What just happened? In another example of why (cyber)crime doesn’t pay, a Ukrainian hacker has been sentenced to 13 years and seven months in prison and ordered to pay $16 million over his involvement with the REvil ransomware group. Yaroslav Vasinskyi (aka Rabotnik) played a role in more than 2,500 ransomware attacks that cost targeted organizations and individuals more than $700 million.
Vasinskyi conducted thousands of ransomware attacks using the Sodinokibi/REvil ransomware, encrypting victims’ systems and demanding payments in return for the decryption key.
Vasinskyi and his co-conspirators also used double-extortion tactics: stealing data from the systems they encrypted, allowing them to further blackmail any victims who refused to pay up by threatening to post their sensitive information online.
“Deploying the REvil ransomware variant, the defendant reached out across the globe to demand hundreds of millions of dollars from US victims,” deputy attorney general Lisa Monaco said in a statement.
Vasinskyi, 24, was arrested on Poland’s border with Ukraine on October 8, 2021, and extradited to Dallas, Texas, in March 2022. He pleaded guilty to an 11-count indictment charging him with conspiracy to commit fraud and related activity in connection with computers, damage to protected computers, and conspiracy to commit money laundering.
The Justice Department writes that in 2023, it obtained the final forfeiture of millions of dollars worth of ransom payments. It included 39.89138522 Bitcoin, valued at approximately $2.3 million, and $6.1 million that was traced to ransomware payments made to Vasinksyi and another REvil ransomware gang member, Yevgeniy Polyanin.

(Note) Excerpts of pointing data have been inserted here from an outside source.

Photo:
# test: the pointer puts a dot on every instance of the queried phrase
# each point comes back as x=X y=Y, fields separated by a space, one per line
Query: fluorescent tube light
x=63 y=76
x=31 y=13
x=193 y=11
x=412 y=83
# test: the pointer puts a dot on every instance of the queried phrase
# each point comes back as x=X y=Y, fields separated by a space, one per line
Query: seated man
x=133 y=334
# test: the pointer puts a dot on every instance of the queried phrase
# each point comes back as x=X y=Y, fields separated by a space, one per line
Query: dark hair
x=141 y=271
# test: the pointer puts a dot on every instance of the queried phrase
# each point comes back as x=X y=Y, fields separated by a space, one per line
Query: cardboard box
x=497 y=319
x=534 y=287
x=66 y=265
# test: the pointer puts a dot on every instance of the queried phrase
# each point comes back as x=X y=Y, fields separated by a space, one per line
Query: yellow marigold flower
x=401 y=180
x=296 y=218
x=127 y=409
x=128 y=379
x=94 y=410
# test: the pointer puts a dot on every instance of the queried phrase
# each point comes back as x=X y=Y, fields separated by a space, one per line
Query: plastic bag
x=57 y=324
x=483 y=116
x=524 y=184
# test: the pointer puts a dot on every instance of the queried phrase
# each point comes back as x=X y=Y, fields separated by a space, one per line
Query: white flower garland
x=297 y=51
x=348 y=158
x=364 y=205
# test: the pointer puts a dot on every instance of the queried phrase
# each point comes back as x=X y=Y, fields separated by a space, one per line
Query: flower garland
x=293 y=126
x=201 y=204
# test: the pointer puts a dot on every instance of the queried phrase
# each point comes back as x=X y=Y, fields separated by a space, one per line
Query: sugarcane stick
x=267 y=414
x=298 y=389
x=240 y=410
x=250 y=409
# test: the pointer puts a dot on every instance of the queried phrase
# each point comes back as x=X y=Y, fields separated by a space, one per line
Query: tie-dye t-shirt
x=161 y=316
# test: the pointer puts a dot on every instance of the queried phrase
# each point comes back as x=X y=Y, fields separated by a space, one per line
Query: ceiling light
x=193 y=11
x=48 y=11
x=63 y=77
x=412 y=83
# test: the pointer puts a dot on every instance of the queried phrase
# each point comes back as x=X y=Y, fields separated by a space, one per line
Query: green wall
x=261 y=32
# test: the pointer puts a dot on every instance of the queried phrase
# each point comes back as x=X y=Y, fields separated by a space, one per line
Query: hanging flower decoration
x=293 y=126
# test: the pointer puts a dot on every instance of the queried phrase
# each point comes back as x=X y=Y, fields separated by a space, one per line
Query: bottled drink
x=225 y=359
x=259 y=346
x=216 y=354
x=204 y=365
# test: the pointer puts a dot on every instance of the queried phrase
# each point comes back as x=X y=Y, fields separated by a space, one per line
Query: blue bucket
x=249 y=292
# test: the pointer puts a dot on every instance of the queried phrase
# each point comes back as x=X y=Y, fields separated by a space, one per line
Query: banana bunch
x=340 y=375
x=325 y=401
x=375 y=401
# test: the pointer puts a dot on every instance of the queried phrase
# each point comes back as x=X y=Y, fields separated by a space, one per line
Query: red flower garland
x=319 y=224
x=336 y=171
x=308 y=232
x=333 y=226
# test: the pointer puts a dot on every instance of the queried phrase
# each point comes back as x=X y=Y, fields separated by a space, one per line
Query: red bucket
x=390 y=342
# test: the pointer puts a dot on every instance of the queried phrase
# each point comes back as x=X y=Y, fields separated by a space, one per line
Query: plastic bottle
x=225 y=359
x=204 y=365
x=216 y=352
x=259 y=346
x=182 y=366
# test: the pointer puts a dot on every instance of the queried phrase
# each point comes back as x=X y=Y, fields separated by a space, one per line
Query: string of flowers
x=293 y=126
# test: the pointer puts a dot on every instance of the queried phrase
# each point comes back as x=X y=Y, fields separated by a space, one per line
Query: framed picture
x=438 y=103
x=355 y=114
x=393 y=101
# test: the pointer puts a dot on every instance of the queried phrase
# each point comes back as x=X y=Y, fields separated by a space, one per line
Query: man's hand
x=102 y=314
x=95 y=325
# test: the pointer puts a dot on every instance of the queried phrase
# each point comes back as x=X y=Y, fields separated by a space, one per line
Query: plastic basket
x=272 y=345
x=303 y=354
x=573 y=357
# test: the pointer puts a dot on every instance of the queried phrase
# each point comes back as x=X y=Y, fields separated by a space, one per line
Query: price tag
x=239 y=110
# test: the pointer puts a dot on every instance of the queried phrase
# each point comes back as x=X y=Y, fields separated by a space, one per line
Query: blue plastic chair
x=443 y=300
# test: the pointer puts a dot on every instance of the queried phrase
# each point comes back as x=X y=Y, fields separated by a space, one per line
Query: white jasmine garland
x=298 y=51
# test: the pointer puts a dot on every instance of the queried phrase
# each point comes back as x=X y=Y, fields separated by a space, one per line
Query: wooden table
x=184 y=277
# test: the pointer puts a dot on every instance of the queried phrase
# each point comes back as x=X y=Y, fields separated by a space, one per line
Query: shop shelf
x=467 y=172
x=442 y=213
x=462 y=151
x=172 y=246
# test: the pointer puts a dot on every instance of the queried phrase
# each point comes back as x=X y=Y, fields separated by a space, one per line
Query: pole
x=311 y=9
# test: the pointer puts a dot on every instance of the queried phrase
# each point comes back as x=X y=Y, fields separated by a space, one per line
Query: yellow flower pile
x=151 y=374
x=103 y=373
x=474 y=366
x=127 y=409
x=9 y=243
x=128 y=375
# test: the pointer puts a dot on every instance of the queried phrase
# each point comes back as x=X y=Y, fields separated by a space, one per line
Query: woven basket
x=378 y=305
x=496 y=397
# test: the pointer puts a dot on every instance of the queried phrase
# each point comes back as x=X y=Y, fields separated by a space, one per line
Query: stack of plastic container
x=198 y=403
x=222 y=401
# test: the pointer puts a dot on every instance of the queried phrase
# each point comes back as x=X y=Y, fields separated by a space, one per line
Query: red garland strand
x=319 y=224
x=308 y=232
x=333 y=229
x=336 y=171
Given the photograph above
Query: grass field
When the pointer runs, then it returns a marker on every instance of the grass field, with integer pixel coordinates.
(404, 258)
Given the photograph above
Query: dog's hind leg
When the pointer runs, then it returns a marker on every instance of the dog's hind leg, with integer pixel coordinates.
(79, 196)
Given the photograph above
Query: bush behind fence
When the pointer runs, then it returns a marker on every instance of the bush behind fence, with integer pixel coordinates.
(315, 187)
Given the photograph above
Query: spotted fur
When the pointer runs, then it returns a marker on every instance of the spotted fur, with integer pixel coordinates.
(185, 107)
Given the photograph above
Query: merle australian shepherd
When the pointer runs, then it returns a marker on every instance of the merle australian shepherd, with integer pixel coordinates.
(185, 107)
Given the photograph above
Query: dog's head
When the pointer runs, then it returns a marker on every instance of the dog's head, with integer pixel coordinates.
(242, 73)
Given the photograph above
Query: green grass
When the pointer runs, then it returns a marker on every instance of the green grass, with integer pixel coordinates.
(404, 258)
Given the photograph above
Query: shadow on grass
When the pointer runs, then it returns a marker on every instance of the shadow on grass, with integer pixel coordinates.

One of REvil’s best-known crimes was perpetrated against Kaseya’s VSA cloud-based system management platform – used for remote monitoring and IT management. The 2021 attack, which exploited a zero-day bug, is thought to have impacted over 1,500 businesses, hitting everything from pharmacies to gas stations.
REvil was also behind the attacks on JBS, for which the world’s biggest meat processor paid an $11 million ransom, and tech giant Acer.
REvil operates a ransomware-as-a-service plan in which it rents out the malware to other criminals for a cut of the victims’ payments. At one point, those renting the malware complained that REvil was stealing their ransoms.